I also just don’t see interviews being a big audience draw (at least for text-based news). It seems there are so many other, bigger problems than the issue of access: lack of revenues, lack of interest in quality journalism, …
sure because they're just making shit up. If you don't have access to a source you're by definition speculating. The fact that they can do it in an abrasive way or in attack mode is a performance of authenticity, not actual reporting. You believe them because they're "just like you".
It's the biggest curse of our time and emotional manipulation. Journalists sometimes have to navigate how they talk to people but a skilled reader can at least extract real information from it even if it requires reading between the lines. The Youtube 'reporters' add nothing, it's entertainment. They're popular to the extent that they reinterpret publicly available information in a way that confirms the biases of their audiences.

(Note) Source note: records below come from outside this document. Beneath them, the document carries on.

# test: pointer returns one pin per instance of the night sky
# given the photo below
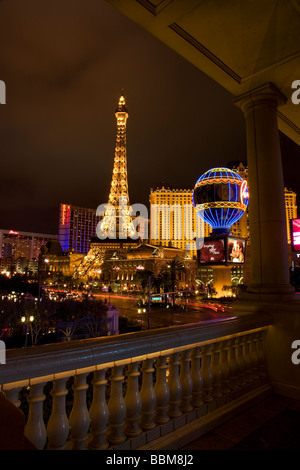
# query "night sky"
(64, 63)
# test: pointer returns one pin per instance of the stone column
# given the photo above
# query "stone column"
(268, 235)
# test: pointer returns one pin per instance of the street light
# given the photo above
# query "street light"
(27, 321)
(142, 268)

The journalist pays for access but the youtuber pays with audience capture, the difference is consumers of mainstream journalism are aware of it. Someone who reads an interview in the NYT with a mainstream politician know in advance that they'll have to be critical, 18 year old's watching youtube don't. Youtubers are infinitely more deferential to their audience than a journalist is ever going to be to an individual subject because the latter is professionally employed and the former is a cancelled subscription wave away from flipping burgers.
Such feckless news organizations are destined to become tools of the state; perhaps that is in fact the smartest play for the profits of their ownership. Certainly Bezos seems to be taking WaPo down the path of collaborator, as are the Ellisons with CBS.
The illusion-of-impartiality model has its loyalists, but this article is about the young news audiences who have have been lost. At least some of them have been lost, not to YouTube and influencers, but to other news outlets (left and right) who have embraced their own biases and adversarial perspectives. You call that a "performance of authenticity", but in the marketplace it has beaten a performance of impartiality which is at least as inauthentic.